Backtracking on Renewables
The most telling shift, however, lies in how Kazakhstan frames its energy transition. In 2021, the domestic narrative championed energy security through atomic power, renewable energy sources (RES), and hydrogen, while explicitly noting that coal was unpopular. The following years highlighted our vast wind and solar potential. At that time, the President justified this path by its inevitability, stating: "The world is moving towards the greening of industry and the economy." This was a "civilized global trend" frame, positioning Kazakhstan as a progressive player.
Yet, as we approached 2025, the rhetoric underwent a drastic turn. The enthusiasm for renewables was replaced by "anti-renewables realism." Instead of the narrative that "the world has transitioned," the new framing heavily emphasized energy security, explicitly positioning renewable energy sources as an insufficient tool to guarantee the nation's needs on their own.
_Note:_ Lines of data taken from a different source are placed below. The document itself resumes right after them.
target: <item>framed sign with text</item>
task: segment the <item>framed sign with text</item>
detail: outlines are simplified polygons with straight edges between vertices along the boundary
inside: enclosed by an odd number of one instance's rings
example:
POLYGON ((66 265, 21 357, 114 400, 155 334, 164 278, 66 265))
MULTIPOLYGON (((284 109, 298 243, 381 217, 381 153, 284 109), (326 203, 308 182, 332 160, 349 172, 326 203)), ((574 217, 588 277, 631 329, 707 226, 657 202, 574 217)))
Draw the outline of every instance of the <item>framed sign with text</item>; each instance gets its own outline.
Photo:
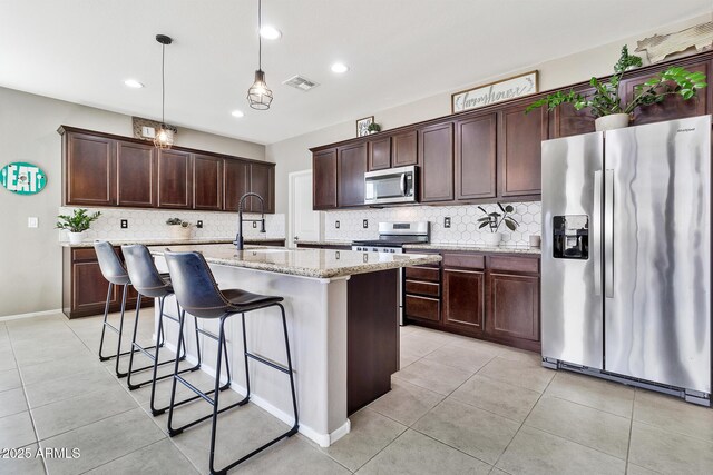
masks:
POLYGON ((0 169, 0 185, 18 195, 35 195, 45 189, 47 175, 36 165, 16 161, 0 169))
POLYGON ((504 100, 538 92, 537 71, 456 92, 450 97, 451 112, 478 109, 504 100))

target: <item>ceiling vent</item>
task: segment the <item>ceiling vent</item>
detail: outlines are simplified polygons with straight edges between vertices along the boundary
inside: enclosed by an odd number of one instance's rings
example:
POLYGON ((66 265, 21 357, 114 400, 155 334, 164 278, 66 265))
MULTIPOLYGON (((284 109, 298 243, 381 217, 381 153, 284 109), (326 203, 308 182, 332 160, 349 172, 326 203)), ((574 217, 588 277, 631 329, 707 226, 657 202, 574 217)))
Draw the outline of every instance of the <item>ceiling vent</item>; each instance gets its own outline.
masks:
POLYGON ((283 81, 282 83, 285 85, 285 86, 293 87, 295 89, 300 89, 301 91, 304 91, 304 92, 309 91, 312 88, 315 88, 315 87, 320 86, 316 82, 311 81, 307 78, 302 77, 300 75, 293 76, 292 78, 287 79, 286 81, 283 81))

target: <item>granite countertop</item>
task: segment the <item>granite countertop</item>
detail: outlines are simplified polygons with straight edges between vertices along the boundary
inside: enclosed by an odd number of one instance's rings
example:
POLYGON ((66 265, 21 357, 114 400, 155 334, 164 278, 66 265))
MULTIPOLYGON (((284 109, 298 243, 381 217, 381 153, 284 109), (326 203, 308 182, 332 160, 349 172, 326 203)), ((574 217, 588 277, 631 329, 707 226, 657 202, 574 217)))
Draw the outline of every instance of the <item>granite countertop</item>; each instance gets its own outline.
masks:
MULTIPOLYGON (((283 237, 267 237, 267 238, 245 238, 245 244, 261 244, 274 240, 284 240, 283 237)), ((147 238, 147 239, 106 239, 114 246, 123 246, 129 244, 143 244, 146 246, 167 246, 167 245, 184 245, 184 244, 232 244, 235 238, 194 238, 194 239, 174 239, 174 238, 147 238)), ((60 243, 62 247, 94 247, 94 241, 88 240, 79 244, 60 243)))
POLYGON ((539 256, 541 249, 525 247, 525 246, 502 246, 502 247, 488 247, 467 244, 407 244, 403 246, 406 249, 432 249, 432 250, 465 250, 470 253, 505 253, 505 254, 531 254, 539 256))
POLYGON ((297 241, 297 246, 301 244, 307 244, 310 246, 351 246, 351 240, 302 240, 297 241))
MULTIPOLYGON (((233 246, 173 246, 174 251, 196 250, 209 264, 245 267, 277 274, 312 278, 333 278, 354 274, 375 273, 407 266, 436 264, 440 256, 419 254, 380 254, 333 249, 287 249, 265 247, 238 251, 233 246)), ((152 254, 162 256, 164 249, 150 248, 152 254)))

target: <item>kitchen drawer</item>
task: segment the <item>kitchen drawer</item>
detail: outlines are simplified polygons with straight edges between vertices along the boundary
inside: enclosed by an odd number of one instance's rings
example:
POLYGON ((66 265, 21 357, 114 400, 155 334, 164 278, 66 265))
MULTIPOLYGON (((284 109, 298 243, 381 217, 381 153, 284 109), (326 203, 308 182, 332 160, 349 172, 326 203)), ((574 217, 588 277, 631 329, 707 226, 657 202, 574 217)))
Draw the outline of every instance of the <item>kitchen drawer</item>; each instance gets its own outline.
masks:
POLYGON ((488 258, 489 270, 505 270, 510 273, 539 273, 539 259, 531 257, 505 257, 490 256, 488 258))
POLYGON ((443 267, 484 269, 486 267, 486 257, 478 254, 443 254, 443 267))
POLYGON ((97 253, 92 247, 72 249, 71 260, 75 263, 79 260, 97 260, 97 253))
POLYGON ((440 270, 433 267, 407 267, 406 278, 417 279, 417 280, 430 280, 430 281, 437 283, 437 281, 440 281, 441 275, 440 275, 440 270))
POLYGON ((440 296, 440 285, 433 283, 422 283, 419 280, 408 280, 406 281, 406 293, 407 294, 420 294, 420 295, 430 295, 433 297, 440 296))
POLYGON ((416 295, 406 296, 407 317, 422 318, 426 320, 440 320, 441 303, 438 298, 419 297, 416 295))

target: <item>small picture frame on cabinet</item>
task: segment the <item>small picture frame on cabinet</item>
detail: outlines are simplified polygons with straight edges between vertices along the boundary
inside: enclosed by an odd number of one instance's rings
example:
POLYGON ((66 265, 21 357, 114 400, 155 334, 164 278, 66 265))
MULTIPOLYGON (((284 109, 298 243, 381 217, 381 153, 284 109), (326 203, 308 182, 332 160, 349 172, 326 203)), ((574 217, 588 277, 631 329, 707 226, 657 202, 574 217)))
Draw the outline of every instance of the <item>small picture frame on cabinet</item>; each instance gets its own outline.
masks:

In their place, the term "clean coal" filled the space, alongside atomic energy, framed under the umbrella of national sovereignty and pragmatism. Importantly, this was not a one-time event. This reframing has been consistently echoed across multiple platforms, from formal presidential messages to speeches at the National Kuryltai and the UN General Assembly. The intensity of the language, however, fluctuates depending on the audience: in certain domestic settings, the climate agenda has been bluntly labeled a "fraud," while in other, more diplomatic arenas, the message softens into a firm defense of atomic and coal energy as superior, pragmatic choices for the nation's development.
Even while pushing this fossil-heavy domestic narrative, Kazakhstan's international messaging maintains a noticeably different tone. On the global stage in 2025, the leadership continued to commit to full decarbonization within 35 years and acknowledged the severe climate risks facing Central Asia. The country continues to project an image of active engagement, remaining open to multilateral dialogues, international partnerships, and hosting events like the upcoming Regional Ecological Summit under the UN in 2026. At the same time, this diplomacy carries a firm stance that the "green agenda" cannot be uniformly imposed on resource-rich nations and that coal must be defended as a strategic, technologically cleanable asset.